Julian, der neue Praktikant, stellt sich vor

Halli-Hallo nach Deutschland,
C’est moi, Julian – der neue Praktikant bei AMPO.
Meine Güte ist das heiß hier! So heiß, dass man mir sogar eine Federdecke bereitgelegt hat!
Es ist ja schließlich die kalte Jahreszeit in Burkina und da hat man unter einer Federdecke zu schlafen. Nico zieht sogar einen Mumienschlafsack vor.
Dass mich allerdings, bei meiner Ankunft in Ouaga, abends noch 35 Grad an der Flugzeugtür beinahe umhauen, spielt keine Rolle.
„Ja, ein bisschen wärmer ist es schon wieder. Aber das kommt erst noch.“
Gut, – das kommt erst noch – beim Schlafengehen, gerade kalt geduscht, frage ich mich ernsthaft, was da denn noch kommen soll. Ein Schleswig-Holsteiner ist es nicht gewohnt, dass das Wasser nach einer Dusche sofort am Körper verdampft. Nachts!

Noch am Abend meiner Ankunft habe ich so viele Hände entgegengestreckt bekommen, wie das letzte halbe Jahr in Deutschland nicht mehr. Nun ist die Begrüßung ein Ritual hier. Schnell gelernt, dass man nur die rechte Hand verwenden darf und NIEMALS die linke, stieß ich sofort auf das nächste Problem. Es gibt hier tausend verschiedener Arten sich die Hand zu geben, die Fäuste aneinender zu schlagen und diverse andere Möglichkeiten „Ca va?– Wie geht’s dir?“ zu sagen.
Alles aber kein Problem, weil die lieben Menschen hier die unfähigen Europäer anscheinend gewohnt sind und einem mit viel Freude, Gelächter und Übungen, bis hin zu Einzelstunden weiterhelfen. Vom Zivi Nico bekam ich während meiner ersten sozialen Erfahrungen hier stets Ratschläge und Hinweise, dank derer ich bestimmt nur sechs von zehn Dingen falsch gemacht habe.
Mittlerweile beherrsche ich vom einfachen Handschlag ohne zu drücken und zu schütteln über den Ouagaischen Handschlagschnipper (bei Leuten die man mag mit großer Ausholbewegung!) bis hin zum Hip-Hop-Faust-aufs-Herz-ich-bin-cool-move sämtliche Begrüßungen und empfinde es als niedlich, wenn ein Afrikaner mir, ganz europäisch mit Schütteln und Drücken, die Hand gibt. Alle diese wilden Begrüßungen gelten natürlich nicht bei Menschen die älter sind als ich – das sind Respektspersonen, und da hält man sich sehr im Hintergrund.

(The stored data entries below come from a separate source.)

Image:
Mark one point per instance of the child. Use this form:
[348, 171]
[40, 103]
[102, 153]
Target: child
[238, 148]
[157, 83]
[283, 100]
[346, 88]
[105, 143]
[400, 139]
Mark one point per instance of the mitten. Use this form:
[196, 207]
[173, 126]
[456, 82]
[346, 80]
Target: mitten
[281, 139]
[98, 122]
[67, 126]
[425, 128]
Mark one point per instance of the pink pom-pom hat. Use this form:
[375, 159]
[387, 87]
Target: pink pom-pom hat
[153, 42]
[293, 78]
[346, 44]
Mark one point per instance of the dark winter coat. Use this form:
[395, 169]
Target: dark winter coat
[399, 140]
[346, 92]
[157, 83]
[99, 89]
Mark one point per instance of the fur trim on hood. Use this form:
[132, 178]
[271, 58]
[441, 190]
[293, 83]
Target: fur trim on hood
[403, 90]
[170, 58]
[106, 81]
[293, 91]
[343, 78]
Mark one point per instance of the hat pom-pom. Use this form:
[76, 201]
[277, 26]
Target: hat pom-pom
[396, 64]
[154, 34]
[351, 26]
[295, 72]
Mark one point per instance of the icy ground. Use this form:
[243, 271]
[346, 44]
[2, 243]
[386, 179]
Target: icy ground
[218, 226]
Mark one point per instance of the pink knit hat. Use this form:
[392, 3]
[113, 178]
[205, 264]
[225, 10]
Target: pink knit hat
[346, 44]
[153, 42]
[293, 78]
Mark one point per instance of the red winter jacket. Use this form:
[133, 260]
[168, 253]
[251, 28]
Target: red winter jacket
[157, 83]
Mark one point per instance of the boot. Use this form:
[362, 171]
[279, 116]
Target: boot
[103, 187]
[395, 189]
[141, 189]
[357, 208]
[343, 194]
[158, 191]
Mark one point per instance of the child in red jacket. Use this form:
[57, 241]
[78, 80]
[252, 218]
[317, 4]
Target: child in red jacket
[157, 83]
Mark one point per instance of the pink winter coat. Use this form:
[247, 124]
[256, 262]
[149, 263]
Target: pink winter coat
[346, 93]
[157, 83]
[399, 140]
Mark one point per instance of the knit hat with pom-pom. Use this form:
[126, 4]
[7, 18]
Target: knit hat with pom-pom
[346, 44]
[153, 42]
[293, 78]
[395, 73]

Man kann Ouaga nicht nur sehen, man kann es auch riechen!
Die Mischung aus verbranntem Müll, Autos und unzähligen Mofas, die keine Abgasnorm der Welt erfüllen und wo man sich fragt, ob der Fahrer Benzin oder vielleicht doch Motoröl in den Tank gekippt hat, die tausenden von Buden an den Straßenrändern, die meist nur aus einer Feuerstelle und einem Blechfass oder Grillrost aus Draht bestehen und natürlich die vielen Menschen.
Das alles vermischt sich zu einer Komposition, die mit großer Wahrscheinlichkeit einzigartig ist. Die man auch noch nach Jahren erkennen wird.

Und hören! Autos, Mofas, Menschen, die singen, schreien, rufen, beten, lachen, Hühner, Esel, Hunde, Vögel.
Alles nimmt eine, für die jeweilige Tageszeit spezielle, Intensität an.
So ist gerade abends, gegen sechs bis sieben Uhr meine liebste Tageszeit. Alles wird allmählich ruhiger, kühler, die Sonne geht rot unter und jeder genießt sichtlich diese gedämpfte Atmosphäre.
Man hat das Gefühl einmal richtig durchatmen zu können.
Katrin meint, dass es morgens um fünf auch toll sei… Bis jetzt hab ich da immer mit Gewalt versucht weiterzuschlafen. Konnte es also nicht so genießen. Habe mir aber vorgenommen in den nächsten Tagen einmal so früh aufzustehen und werde dann davon berichten.

Gestern haben wir Nora, meine Vorgängerin, zum Flugplatz gebracht.
Es war schön hier bleiben zu dürfen!

Dann sag’ ich ade und tschüss – und leise servus!